Of the 76.2 million total ED visits evaluated, the researchers found that Black patients presenting with a psychiatric disorder were significantly more likely to receive chemical sedation with antipsychotics or ketamine than White patients presenting with the same conditions (5.3% vs. 3.0%; P < .01). This difference remained significant when accounting for admission or transfer to psychiatric facilities.

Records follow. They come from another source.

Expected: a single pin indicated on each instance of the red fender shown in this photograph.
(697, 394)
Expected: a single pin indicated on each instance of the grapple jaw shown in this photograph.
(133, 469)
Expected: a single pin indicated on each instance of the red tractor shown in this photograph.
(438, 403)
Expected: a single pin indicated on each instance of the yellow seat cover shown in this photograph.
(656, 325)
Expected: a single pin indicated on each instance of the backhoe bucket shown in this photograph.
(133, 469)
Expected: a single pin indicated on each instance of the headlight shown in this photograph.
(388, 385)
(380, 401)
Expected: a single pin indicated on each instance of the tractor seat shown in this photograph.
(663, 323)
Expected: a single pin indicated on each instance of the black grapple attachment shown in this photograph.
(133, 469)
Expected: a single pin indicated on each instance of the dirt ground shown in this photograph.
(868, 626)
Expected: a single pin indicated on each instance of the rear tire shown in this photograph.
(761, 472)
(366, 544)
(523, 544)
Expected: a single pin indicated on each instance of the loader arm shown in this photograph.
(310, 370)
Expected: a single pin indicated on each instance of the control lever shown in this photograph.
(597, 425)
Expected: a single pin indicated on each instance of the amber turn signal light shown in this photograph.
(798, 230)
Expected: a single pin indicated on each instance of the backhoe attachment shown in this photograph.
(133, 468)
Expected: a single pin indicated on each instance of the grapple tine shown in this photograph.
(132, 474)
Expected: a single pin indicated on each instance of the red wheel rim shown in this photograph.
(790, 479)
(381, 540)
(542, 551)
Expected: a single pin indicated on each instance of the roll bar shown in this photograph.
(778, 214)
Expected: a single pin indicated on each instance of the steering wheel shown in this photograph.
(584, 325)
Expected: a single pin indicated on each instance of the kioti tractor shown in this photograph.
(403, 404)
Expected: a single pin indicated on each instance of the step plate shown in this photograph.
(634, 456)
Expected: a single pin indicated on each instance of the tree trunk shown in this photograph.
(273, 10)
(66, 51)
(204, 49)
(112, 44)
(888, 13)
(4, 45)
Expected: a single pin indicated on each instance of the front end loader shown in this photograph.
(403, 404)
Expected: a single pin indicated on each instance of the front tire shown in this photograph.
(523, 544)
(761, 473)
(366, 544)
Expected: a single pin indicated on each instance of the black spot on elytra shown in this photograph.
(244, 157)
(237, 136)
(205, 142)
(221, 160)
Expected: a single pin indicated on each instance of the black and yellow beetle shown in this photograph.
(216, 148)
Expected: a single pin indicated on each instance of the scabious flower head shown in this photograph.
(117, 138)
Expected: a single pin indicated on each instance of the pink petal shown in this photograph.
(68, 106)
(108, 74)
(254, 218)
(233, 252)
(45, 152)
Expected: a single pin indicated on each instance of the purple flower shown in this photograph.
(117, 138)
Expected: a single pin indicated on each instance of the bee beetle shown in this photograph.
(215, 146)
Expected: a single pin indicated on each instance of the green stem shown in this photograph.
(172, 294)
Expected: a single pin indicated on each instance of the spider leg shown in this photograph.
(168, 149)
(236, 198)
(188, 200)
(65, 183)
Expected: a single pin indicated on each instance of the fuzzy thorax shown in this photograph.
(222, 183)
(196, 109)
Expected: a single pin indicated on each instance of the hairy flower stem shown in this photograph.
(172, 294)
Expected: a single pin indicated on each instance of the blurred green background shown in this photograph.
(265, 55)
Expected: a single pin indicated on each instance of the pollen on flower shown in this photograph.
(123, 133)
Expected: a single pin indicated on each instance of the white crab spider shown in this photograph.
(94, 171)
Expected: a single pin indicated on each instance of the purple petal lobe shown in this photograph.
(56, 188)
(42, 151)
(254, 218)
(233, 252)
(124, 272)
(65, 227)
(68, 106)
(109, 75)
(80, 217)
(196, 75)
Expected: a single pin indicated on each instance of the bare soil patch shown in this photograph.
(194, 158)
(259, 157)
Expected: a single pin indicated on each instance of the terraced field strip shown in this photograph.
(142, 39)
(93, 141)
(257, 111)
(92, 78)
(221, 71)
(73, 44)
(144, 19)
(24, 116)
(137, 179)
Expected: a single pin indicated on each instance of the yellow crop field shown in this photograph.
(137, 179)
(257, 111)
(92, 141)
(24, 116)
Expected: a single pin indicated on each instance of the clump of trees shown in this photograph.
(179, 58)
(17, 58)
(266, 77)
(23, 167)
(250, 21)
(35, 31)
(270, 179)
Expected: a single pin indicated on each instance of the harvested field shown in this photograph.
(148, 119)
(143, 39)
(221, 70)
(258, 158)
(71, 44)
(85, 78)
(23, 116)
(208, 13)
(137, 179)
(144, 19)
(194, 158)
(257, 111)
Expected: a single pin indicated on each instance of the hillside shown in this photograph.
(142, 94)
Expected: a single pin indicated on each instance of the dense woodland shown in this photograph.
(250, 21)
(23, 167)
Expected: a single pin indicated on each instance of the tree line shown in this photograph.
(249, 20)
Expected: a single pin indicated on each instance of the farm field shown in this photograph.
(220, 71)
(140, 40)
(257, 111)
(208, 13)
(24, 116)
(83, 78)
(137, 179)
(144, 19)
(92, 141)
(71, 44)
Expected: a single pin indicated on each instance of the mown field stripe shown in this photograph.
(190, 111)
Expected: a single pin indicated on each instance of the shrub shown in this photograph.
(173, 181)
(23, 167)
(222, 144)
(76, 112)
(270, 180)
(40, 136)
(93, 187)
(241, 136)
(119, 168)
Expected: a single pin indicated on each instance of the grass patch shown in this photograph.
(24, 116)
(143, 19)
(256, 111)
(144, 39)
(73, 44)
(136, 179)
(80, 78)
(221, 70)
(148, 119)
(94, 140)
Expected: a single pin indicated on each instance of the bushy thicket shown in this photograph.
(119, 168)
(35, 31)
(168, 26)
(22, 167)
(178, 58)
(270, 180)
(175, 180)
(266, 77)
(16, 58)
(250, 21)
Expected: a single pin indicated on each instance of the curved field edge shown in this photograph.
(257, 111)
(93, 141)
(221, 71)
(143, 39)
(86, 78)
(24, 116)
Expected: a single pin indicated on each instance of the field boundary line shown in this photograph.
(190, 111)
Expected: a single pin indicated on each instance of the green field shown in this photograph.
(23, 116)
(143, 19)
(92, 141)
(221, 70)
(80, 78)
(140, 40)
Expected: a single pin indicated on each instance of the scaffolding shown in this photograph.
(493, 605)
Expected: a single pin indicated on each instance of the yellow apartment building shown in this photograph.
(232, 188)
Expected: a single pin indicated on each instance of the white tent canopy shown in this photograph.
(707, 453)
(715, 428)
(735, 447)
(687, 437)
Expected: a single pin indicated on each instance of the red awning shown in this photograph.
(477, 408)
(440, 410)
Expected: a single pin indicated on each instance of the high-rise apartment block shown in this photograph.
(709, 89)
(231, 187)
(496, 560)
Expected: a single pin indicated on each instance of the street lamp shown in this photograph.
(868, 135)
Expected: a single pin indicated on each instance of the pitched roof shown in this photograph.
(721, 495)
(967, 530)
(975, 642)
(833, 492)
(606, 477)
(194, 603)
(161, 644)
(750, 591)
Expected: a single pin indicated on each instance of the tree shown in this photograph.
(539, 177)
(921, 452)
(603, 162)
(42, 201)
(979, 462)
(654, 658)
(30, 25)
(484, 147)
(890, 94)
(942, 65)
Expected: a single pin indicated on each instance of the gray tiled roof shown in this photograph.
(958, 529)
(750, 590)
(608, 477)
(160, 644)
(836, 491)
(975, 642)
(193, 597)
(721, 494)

Combatting the forces of racism
When researchers accounted for the percent of hospital population that was Black, they found that patient race no longer affected the likelihood of chemical restraint.
“We found the key source of this racial disparity in use of chemical sedation is accounted for by the fact that hospitals that treat a higher proportion of Black patients tend to use more sedation,” said Dr. Khatri.
“Our findings suggest that patients who present to hospitals that serve a patient population that is 60% Black would have [a] roughly 1.8 times likelihood of getting chemically sedated, compared with a hospital that serves a population that is 10% Black,” she added.
“When a hospital has fewer resources, they often don’t have the staff or time to de-escalate a patient in distress and can have to resort to chemical sedation more quickly than a hospital with ample staff and resources,” said Dr. Friedman in a release.
Dr. Khatri added that the study highlights the need to combat the forces of racism by focusing not just on provider bias but by addressing the “underlying structural issues that lead to Black patients getting worse care based on where they live.”
“Hospitals have unequal distribution of resources and quality, largely patterned on the racial makeup of their patients. Dedicated training and funding for de-escalation techniques as well as sufficient staffing and availability of outpatient mental health care may help keep both patients and staff safe by reducing the use of physical restraint and chemical sedation in appropriate circumstances,” said Dr. Khatri.
Dr. Friedman noted that there will always be a need for restraint use to facilitate rapid medical evaluation and stabilization of patients, but “we want to make it as humane, thoughtful, and rare as possible, and to have a large armamentarium of alternative strategies that can be equitably applied across emergency departments.”
Need for widespread, systemic change
Commenting on the findings, Regina James, MD, the American Psychiatric Association’s chief of Diversity and Health Equity and deputy medical director, said the large-scale study confirms the widespread existence of racial and ethnic disparities in patients with psychiatric disorders.
“This study and previous studies, not only in psychiatry but in other areas of medicine, all bring to light that there continues to be evidence of racial and ethnic disparities in health care, and this is consistent across a range of illnesses and health care services,” said Dr. James.
“It’s important that as we think about the solution, we also think about the etiology of the problem and the layers that have contributed to it – understanding, embracing, and recognizing that these differences didn’t just come up de novo. It’s policies, practices, and behaviors that got us to this point, and it’s going to be policies, practices, and behaviors that are going to move us away from this point,” noted Dr. James.
She added that future research should focus on further understanding which factors exacerbate agitation among patients and what resources directed at the hospital level, including de-escalation training, nursing staff, and waiting room crowding, may be effective at reducing the use of chemical sedation when clinically appropriate.
The authors and Dr. James report no relevant financial conflicts of interest.
A version of this article first appeared on Medscape.com.